Selecting the correct quiz answer gives you 0 points. The workaround (independently discovered by multiple people on the forums) is to keep submitting until the correct answer gives you 1 point. This is a week after a quiz had incorrect answer options which resulted in there being no correct answers.

Facebook

If you do something “wrong” with the mouse while scrolling down on someone’s wall, the blue bar at the top can somehow transform into a giant block the size of your cover photo that doesn’t go away as you scroll down.

Clicking on the activity sidebar on the right pops something that’s under other UI elements, making it impossible to read or interact with.

Pandora

A particular station keeps playing electronic music, even though I hit thumbs down every time an electronic song comes on.

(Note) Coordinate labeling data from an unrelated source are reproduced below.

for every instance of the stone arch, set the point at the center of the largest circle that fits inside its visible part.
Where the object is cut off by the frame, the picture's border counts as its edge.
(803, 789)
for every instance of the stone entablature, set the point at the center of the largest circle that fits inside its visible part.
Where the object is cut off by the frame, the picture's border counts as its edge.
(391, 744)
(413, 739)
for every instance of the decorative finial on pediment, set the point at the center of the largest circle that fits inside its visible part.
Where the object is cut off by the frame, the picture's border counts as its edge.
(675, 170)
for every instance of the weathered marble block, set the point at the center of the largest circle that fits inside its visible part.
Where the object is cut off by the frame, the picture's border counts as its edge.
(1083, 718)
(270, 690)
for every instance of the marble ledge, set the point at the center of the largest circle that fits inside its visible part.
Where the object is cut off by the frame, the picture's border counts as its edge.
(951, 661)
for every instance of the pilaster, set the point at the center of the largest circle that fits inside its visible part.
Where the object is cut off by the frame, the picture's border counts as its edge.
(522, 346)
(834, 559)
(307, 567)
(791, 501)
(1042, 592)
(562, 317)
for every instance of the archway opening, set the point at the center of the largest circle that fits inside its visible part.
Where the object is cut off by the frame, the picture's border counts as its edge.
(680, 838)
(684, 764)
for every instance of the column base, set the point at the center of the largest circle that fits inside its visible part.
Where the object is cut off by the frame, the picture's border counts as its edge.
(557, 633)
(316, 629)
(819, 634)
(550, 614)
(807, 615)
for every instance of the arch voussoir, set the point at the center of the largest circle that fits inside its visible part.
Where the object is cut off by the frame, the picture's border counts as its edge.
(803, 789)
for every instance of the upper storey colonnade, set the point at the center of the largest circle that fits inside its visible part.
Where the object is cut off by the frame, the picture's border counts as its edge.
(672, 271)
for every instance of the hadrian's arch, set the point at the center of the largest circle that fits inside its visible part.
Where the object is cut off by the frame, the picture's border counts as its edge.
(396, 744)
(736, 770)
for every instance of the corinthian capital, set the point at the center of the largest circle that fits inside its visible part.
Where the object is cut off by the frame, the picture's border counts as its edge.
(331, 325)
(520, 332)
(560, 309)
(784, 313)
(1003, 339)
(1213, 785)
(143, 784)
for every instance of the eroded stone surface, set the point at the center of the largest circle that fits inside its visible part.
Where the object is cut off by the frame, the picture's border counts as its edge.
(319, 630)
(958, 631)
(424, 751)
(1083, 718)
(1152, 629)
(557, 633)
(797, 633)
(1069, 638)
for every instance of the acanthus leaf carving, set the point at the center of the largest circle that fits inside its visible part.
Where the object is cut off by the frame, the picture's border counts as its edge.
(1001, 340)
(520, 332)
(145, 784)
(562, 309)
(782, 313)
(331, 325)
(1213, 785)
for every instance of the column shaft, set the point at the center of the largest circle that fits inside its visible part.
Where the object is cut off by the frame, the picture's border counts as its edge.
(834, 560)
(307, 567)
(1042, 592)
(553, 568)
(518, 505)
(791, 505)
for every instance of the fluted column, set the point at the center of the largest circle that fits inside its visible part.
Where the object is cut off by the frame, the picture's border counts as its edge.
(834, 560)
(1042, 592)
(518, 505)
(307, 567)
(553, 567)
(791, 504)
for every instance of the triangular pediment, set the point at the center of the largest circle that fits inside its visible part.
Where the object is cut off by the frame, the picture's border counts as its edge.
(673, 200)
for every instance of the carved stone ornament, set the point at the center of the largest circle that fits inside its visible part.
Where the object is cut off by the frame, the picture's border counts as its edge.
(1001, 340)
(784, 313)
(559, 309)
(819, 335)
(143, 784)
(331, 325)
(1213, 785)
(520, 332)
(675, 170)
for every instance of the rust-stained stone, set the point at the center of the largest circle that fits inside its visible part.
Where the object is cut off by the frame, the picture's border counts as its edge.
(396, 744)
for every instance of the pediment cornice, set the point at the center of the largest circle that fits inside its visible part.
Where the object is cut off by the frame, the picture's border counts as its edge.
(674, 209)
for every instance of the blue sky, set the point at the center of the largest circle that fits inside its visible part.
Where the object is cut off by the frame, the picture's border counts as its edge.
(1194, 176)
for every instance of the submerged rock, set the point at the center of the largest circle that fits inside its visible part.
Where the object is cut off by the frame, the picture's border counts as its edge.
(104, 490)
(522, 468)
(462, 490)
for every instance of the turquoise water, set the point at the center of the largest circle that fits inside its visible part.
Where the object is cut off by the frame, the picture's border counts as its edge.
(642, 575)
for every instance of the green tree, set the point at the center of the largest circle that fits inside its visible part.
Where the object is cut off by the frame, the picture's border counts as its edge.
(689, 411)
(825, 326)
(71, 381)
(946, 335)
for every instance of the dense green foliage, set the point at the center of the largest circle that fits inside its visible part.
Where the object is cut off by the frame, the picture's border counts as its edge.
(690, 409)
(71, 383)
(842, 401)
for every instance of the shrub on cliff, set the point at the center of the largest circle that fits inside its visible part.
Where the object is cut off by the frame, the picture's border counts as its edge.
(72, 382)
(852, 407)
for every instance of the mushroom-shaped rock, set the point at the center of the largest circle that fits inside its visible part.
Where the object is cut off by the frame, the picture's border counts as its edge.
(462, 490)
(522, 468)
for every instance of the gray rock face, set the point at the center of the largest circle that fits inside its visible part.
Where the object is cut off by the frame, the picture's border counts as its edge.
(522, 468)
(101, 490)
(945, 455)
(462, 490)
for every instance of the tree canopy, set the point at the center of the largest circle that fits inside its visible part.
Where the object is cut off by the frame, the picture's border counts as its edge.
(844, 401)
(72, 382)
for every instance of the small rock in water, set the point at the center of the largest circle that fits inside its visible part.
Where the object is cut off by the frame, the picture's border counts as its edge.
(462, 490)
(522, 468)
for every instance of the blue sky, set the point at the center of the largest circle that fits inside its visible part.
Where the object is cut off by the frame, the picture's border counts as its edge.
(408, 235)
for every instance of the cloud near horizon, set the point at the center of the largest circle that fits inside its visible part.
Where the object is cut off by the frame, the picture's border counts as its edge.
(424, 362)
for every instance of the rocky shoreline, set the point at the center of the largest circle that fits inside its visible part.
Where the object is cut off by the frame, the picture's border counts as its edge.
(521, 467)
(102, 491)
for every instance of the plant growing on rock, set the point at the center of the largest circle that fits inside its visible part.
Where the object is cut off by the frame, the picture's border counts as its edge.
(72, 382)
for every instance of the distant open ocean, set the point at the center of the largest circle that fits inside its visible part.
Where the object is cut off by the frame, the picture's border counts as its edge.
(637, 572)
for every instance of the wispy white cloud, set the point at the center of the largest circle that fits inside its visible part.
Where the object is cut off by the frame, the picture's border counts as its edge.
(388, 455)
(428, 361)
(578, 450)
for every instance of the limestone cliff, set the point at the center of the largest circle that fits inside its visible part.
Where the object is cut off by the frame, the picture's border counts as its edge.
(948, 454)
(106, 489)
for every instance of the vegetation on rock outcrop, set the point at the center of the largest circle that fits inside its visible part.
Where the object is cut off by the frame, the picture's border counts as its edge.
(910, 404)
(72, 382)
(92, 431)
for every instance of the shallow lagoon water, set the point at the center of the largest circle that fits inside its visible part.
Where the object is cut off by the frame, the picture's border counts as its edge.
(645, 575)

The seed song was a song from a Disney musical.

Dropbox/Zulip

An old issue is that you can’t disable notifications from @all mentions. Since literally none of them have been relevant to me for as long as I can remember, and @all notifications outnumber other notifications, it means that the majority of notifications I get are spam.

The new thing is that I tried muting the streams that regularly spam me, but the notification blows through the mute. My fix for that is that I’ve disabled all notifications, but now I don’t get a notification if someone DMs me or uses @danluu.

Chrome

The Rust guide is unreadable with my version of chrome (no plug-ins).

Unreadable quoted blocks

Google Docs

I tried co-writing a doc with Rose Ames. Worked fine for me, but everything displayed as gibberish for her, so we switched to hackpad.

I didn’t notice this until after I tried hackpad, but Docs is really slow. Hackpad feels amazingly responsive, but it’s really just that Docs is laggy. It’s the same feeling I had after I tried fastmail. Gmail doesn’t seem slow until you use something that isn’t slow.

Hackpad

Hours after the doc was created, it says “ROSE AMES CREATED THIS 1 MINUTE AGO.”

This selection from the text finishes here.